CES 2026 di Las Vegas, yang berlangsung dari 4 hingga 9 Januari, masih menyimpan banyak agenda. Setelah NVIDIA, masih ada konferensi pers dari Sony Afeela dan AMD yang ditunggu-tunggu. Seperti tahun-tahun sebelumnya, pameran teknologi terbesar di dunia ini adalah tempat dimana masa depan dirancang, tidak hanya oleh NVIDIA, tetapi juga oleh raksasa-raksasa lain seperti Samsung dan LG yang juga memamerkan inovasi terbaru mereka. Dunia teknologi terus bergerak, dan apa yang hari ini terlihat seperti fiksi ilmiah, besok mungkin sudah ada di garasi atau pusat data kita.

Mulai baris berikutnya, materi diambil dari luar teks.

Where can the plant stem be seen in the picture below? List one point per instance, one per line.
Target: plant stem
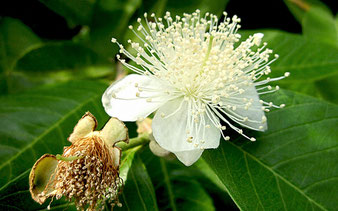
(134, 142)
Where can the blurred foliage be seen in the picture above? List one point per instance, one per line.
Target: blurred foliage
(46, 86)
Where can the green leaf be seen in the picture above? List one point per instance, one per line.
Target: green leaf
(319, 25)
(75, 12)
(304, 59)
(126, 162)
(299, 7)
(308, 62)
(59, 56)
(138, 192)
(177, 7)
(110, 19)
(291, 166)
(62, 61)
(39, 122)
(15, 40)
(176, 185)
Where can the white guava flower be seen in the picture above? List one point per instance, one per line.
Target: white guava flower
(198, 79)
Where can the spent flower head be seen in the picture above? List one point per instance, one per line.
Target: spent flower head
(198, 77)
(88, 170)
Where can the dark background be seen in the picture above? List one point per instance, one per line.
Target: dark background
(254, 14)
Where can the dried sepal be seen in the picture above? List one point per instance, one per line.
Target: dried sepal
(116, 152)
(87, 172)
(114, 131)
(40, 177)
(84, 127)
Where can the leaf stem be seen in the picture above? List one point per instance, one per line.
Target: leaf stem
(134, 142)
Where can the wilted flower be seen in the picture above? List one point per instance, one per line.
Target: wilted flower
(190, 71)
(87, 171)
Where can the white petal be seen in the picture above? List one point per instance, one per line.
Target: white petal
(253, 113)
(189, 157)
(170, 131)
(120, 99)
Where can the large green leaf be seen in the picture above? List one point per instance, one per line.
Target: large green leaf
(299, 7)
(39, 122)
(310, 63)
(176, 186)
(177, 7)
(75, 12)
(62, 61)
(292, 166)
(304, 59)
(15, 40)
(138, 192)
(319, 24)
(110, 19)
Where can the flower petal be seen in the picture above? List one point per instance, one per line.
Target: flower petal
(254, 112)
(170, 130)
(120, 99)
(189, 157)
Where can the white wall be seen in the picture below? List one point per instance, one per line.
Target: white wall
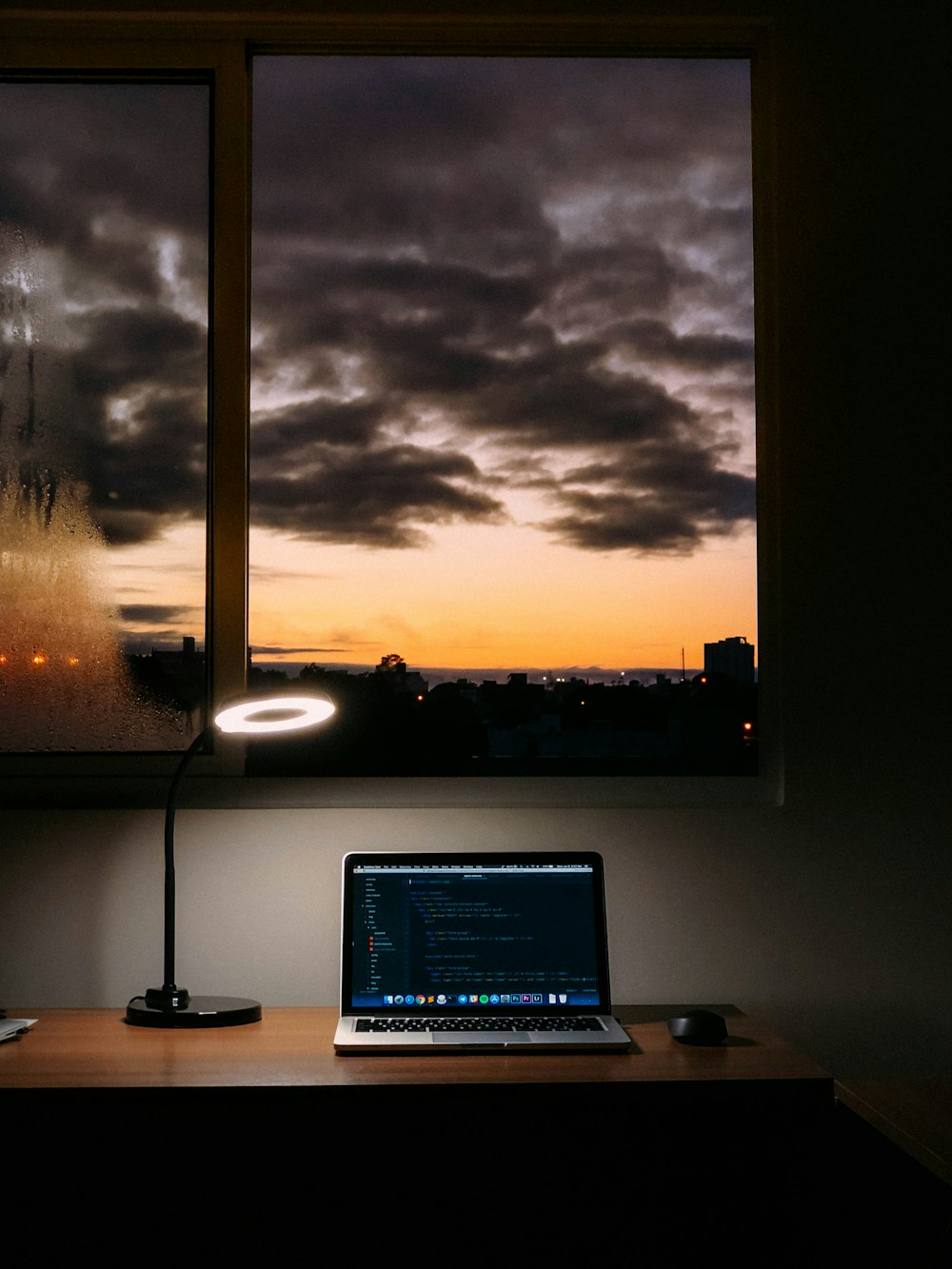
(832, 913)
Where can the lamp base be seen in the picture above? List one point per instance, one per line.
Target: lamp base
(200, 1012)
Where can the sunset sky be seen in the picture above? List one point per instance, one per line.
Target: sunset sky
(503, 380)
(503, 353)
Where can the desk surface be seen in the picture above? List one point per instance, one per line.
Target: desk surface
(76, 1048)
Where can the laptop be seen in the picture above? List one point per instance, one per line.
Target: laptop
(475, 951)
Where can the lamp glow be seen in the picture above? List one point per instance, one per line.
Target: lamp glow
(250, 717)
(170, 1005)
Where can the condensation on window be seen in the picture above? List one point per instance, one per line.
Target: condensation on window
(103, 369)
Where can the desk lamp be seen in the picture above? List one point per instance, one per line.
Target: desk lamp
(170, 1005)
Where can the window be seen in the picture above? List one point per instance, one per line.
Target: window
(103, 414)
(503, 411)
(573, 499)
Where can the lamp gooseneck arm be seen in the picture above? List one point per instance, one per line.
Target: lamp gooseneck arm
(171, 995)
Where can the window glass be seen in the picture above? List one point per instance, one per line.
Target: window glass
(503, 438)
(103, 414)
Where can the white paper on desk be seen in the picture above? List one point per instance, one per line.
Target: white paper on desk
(11, 1027)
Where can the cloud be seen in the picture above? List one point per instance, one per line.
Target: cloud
(156, 614)
(376, 498)
(545, 264)
(464, 271)
(103, 262)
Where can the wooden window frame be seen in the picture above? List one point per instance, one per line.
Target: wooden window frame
(221, 49)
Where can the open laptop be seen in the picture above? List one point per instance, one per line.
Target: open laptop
(483, 951)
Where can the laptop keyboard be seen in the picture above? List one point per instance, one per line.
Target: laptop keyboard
(400, 1025)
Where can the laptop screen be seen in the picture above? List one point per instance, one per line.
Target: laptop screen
(474, 933)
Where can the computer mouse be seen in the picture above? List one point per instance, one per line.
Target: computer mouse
(699, 1027)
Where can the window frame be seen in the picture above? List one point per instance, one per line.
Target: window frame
(220, 49)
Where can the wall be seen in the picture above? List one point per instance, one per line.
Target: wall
(829, 914)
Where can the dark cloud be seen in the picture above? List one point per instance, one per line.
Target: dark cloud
(517, 251)
(377, 498)
(156, 614)
(103, 245)
(521, 254)
(664, 503)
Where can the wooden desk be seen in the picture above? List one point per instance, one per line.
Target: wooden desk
(94, 1048)
(152, 1135)
(155, 1138)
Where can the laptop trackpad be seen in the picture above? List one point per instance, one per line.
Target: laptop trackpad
(494, 1039)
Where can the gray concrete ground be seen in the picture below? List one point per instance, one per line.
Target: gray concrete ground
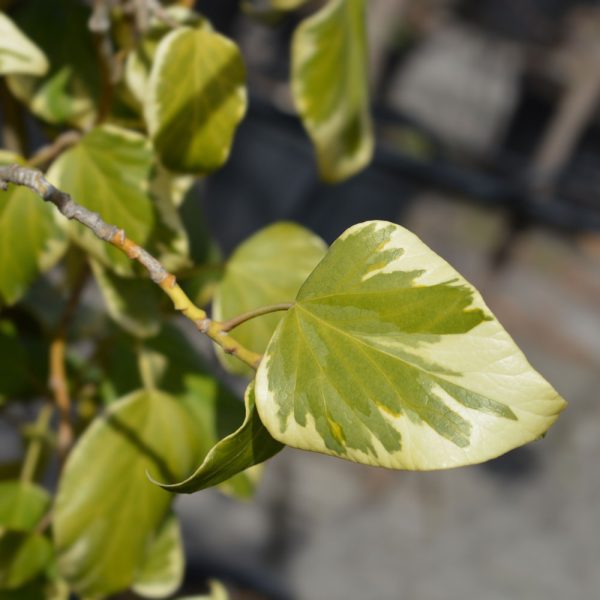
(526, 526)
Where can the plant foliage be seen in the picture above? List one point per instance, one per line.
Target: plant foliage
(374, 350)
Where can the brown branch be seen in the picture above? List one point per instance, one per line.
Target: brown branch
(252, 314)
(35, 181)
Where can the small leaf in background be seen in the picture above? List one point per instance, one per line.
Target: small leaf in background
(22, 505)
(22, 557)
(23, 552)
(106, 517)
(217, 592)
(18, 54)
(171, 238)
(200, 282)
(139, 60)
(389, 357)
(268, 268)
(196, 98)
(32, 239)
(162, 571)
(134, 304)
(330, 87)
(68, 93)
(179, 370)
(108, 171)
(250, 445)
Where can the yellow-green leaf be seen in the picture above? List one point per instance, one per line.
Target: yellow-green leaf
(18, 54)
(70, 89)
(139, 60)
(330, 87)
(178, 369)
(106, 517)
(389, 357)
(134, 304)
(162, 571)
(108, 171)
(217, 592)
(196, 98)
(250, 445)
(268, 268)
(32, 239)
(22, 557)
(22, 505)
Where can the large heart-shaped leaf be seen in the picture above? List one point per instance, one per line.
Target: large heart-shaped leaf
(71, 88)
(108, 172)
(267, 268)
(250, 445)
(31, 238)
(196, 98)
(389, 357)
(330, 87)
(162, 572)
(106, 516)
(18, 54)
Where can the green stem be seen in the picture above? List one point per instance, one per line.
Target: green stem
(230, 324)
(34, 450)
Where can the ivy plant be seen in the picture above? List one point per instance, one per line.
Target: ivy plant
(373, 350)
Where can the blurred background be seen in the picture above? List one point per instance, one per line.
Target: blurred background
(488, 135)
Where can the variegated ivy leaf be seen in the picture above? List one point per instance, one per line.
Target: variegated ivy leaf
(269, 267)
(108, 171)
(330, 87)
(249, 445)
(389, 357)
(196, 98)
(18, 54)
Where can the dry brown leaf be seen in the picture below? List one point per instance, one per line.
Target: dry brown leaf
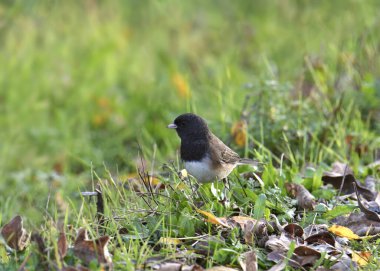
(250, 261)
(343, 232)
(320, 237)
(15, 235)
(256, 232)
(294, 230)
(359, 224)
(88, 250)
(304, 198)
(213, 219)
(371, 215)
(342, 173)
(278, 243)
(241, 220)
(362, 257)
(305, 255)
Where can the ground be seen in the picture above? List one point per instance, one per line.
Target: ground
(87, 90)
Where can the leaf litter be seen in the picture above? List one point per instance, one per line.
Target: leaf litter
(332, 245)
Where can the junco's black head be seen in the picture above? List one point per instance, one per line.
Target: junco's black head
(190, 126)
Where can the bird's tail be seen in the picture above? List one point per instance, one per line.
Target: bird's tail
(246, 161)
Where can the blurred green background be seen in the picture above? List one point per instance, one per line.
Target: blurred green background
(84, 83)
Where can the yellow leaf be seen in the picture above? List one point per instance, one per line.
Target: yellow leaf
(213, 219)
(239, 133)
(169, 241)
(362, 257)
(181, 85)
(343, 232)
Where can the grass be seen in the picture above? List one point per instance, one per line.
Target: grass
(88, 88)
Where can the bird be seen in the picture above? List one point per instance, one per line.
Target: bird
(205, 156)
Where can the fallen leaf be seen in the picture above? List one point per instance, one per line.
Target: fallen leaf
(305, 255)
(341, 177)
(304, 198)
(239, 133)
(256, 232)
(213, 219)
(321, 237)
(241, 220)
(15, 235)
(88, 250)
(358, 223)
(278, 243)
(249, 261)
(343, 232)
(371, 215)
(362, 258)
(294, 230)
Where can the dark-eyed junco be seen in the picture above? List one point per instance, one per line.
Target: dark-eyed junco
(205, 156)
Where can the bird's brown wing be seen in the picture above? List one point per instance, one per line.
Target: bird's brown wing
(222, 153)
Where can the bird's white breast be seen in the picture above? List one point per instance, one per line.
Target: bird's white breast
(204, 172)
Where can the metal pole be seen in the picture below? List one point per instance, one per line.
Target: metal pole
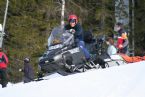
(133, 45)
(3, 26)
(62, 14)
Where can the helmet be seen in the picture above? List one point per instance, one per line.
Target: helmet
(72, 18)
(26, 59)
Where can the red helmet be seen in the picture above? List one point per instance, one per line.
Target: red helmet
(73, 17)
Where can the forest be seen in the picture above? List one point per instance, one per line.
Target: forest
(29, 23)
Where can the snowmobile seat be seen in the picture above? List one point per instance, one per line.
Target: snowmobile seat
(114, 60)
(133, 59)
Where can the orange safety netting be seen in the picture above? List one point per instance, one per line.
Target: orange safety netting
(132, 59)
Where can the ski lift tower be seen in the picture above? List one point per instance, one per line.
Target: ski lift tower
(2, 27)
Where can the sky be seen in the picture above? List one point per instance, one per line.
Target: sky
(117, 81)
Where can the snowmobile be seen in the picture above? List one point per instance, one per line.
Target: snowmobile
(62, 54)
(64, 57)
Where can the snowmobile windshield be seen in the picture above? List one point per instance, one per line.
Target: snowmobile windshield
(59, 37)
(55, 37)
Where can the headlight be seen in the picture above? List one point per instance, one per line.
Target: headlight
(57, 57)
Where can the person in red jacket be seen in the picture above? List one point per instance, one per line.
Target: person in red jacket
(3, 69)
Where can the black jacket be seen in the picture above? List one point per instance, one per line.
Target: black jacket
(78, 35)
(28, 71)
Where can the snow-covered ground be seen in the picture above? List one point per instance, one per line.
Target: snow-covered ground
(118, 81)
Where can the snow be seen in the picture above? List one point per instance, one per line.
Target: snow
(118, 81)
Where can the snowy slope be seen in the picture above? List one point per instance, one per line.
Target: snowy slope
(118, 81)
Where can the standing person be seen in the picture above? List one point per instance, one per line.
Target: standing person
(3, 69)
(122, 41)
(28, 71)
(75, 27)
(111, 50)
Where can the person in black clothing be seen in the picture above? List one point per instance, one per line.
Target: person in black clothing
(76, 28)
(28, 71)
(122, 36)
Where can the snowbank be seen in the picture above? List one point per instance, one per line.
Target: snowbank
(118, 81)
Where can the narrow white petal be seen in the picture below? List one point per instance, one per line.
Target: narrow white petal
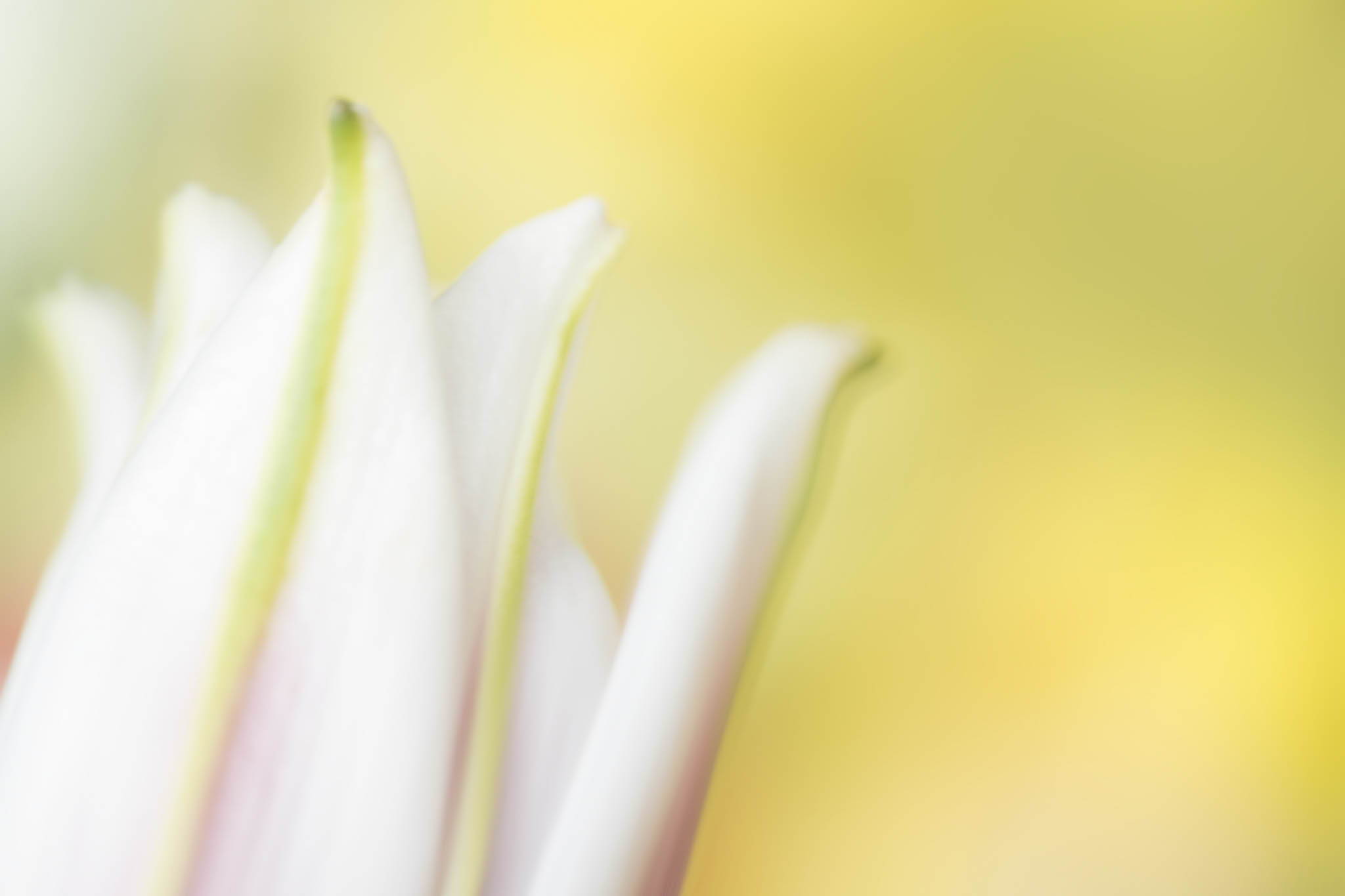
(506, 330)
(108, 754)
(338, 773)
(213, 247)
(631, 811)
(100, 344)
(96, 734)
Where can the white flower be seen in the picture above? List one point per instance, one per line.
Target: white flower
(317, 624)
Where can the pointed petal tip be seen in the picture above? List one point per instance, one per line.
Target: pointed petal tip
(346, 125)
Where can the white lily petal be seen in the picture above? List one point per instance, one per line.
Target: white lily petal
(567, 643)
(96, 735)
(213, 247)
(100, 344)
(631, 811)
(337, 781)
(109, 750)
(506, 330)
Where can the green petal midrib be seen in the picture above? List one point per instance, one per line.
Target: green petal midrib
(280, 499)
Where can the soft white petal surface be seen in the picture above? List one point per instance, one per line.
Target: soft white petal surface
(631, 811)
(337, 778)
(496, 324)
(99, 733)
(213, 247)
(99, 341)
(95, 748)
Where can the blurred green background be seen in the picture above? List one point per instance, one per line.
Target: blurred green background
(1071, 617)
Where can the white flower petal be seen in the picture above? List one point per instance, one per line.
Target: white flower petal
(631, 812)
(337, 779)
(506, 330)
(110, 748)
(100, 344)
(213, 247)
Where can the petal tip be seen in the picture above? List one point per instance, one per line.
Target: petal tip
(346, 132)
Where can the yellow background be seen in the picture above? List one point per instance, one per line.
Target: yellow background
(1070, 620)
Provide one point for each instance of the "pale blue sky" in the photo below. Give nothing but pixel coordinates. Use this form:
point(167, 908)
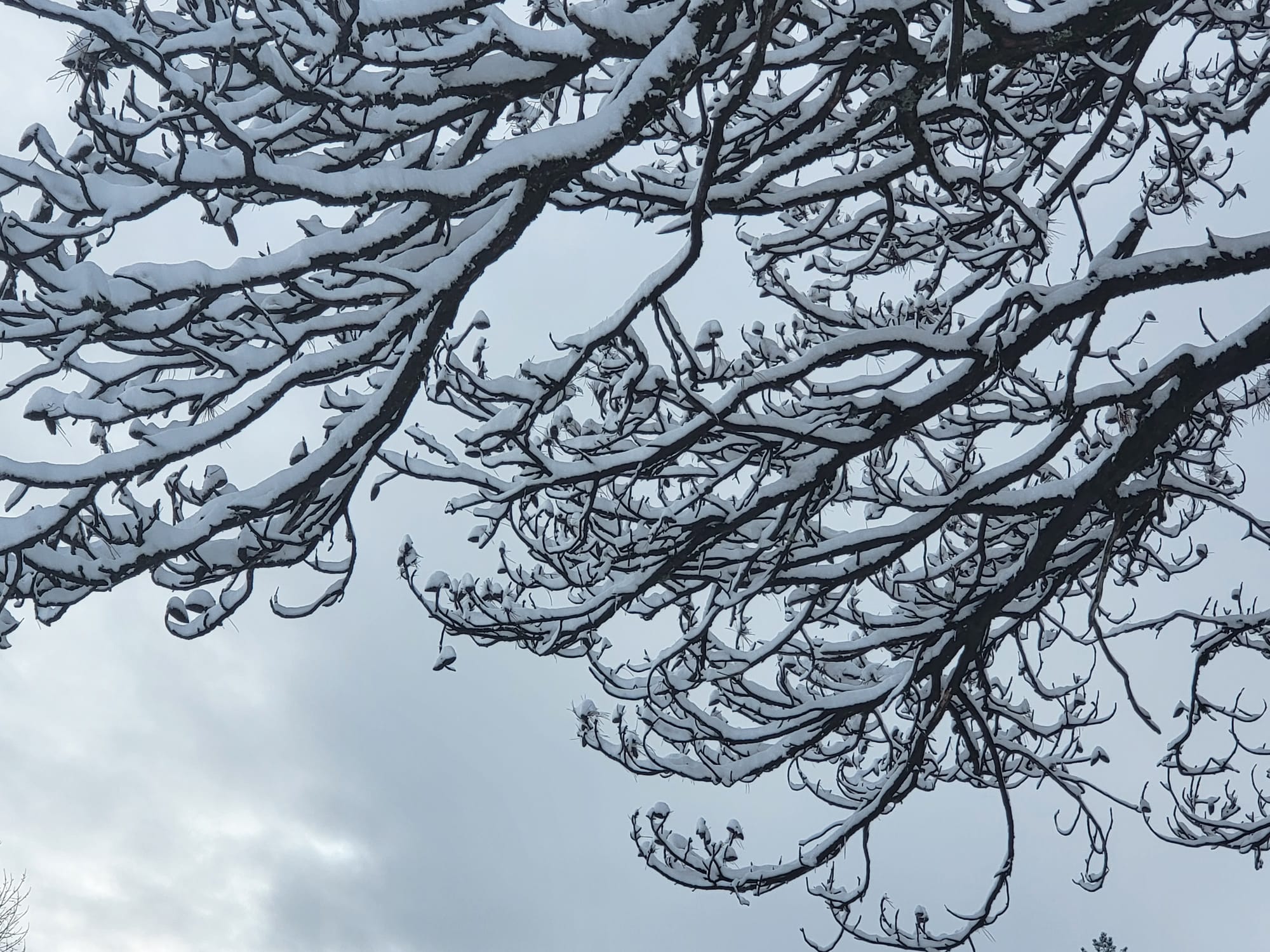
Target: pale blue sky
point(314, 786)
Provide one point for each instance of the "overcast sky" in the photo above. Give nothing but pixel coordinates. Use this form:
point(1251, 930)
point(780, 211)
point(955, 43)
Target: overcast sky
point(316, 786)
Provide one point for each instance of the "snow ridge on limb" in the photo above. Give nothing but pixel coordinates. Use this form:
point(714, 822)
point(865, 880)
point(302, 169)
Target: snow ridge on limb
point(887, 530)
point(422, 180)
point(877, 527)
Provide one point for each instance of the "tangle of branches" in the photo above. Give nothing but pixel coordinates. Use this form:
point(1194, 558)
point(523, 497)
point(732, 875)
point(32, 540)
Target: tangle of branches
point(868, 527)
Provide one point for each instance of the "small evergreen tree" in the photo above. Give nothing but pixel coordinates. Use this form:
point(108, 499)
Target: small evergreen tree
point(1106, 944)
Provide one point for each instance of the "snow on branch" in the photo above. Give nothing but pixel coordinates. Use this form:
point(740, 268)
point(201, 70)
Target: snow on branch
point(882, 532)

Jadi, apakah presentasi NVIDIA di CES 2026 membosankan karena kurang kejutan? Tergantung dari sudut pandang Anda. Jika Anda mencari sensasi produk konsumen baru, mungkin iya. Namun, jika Anda melihatnya sebagai sebuah narasi strategis yang koheren, ini adalah pertunjukan masterclass. NVIDIA dengan percaya diri sedang membangun dua pilar utama: AI yang bernalar di edge (tepi jaringan, seperti mobil) dan komputasi yang tak terbantahkan di cloud. Mereka tidak lagi sekadar menjual chip; mereka menjual infrastruktur untuk masa depan yang otonom dan cerdas. Dan dari panggung CES, pesannya jelas: masa itu sudah dimulai.
Perkembangan di CES 2026 menunjukkan bagaimana teknologi menjadi semakin tersebar dan terspesialisasi. Sementara NVIDIA fokus pada otak komputasi, perusahaan lain menghadirkan inovasi yang lebih langsung terasa di rumah, seperti solusi berbagi layar tanpa Wi-Fi dari Belkin ConnectAir atau speaker wireless cerdas yang dibocorkan sebelum pameran, seperti Samsung Music Studio. Semua ini adalah bagian dari mosaik besar dimana komputasi, AI, dan konektivitas menyatu untuk mendefinisikan ulang pengalaman hidup kita.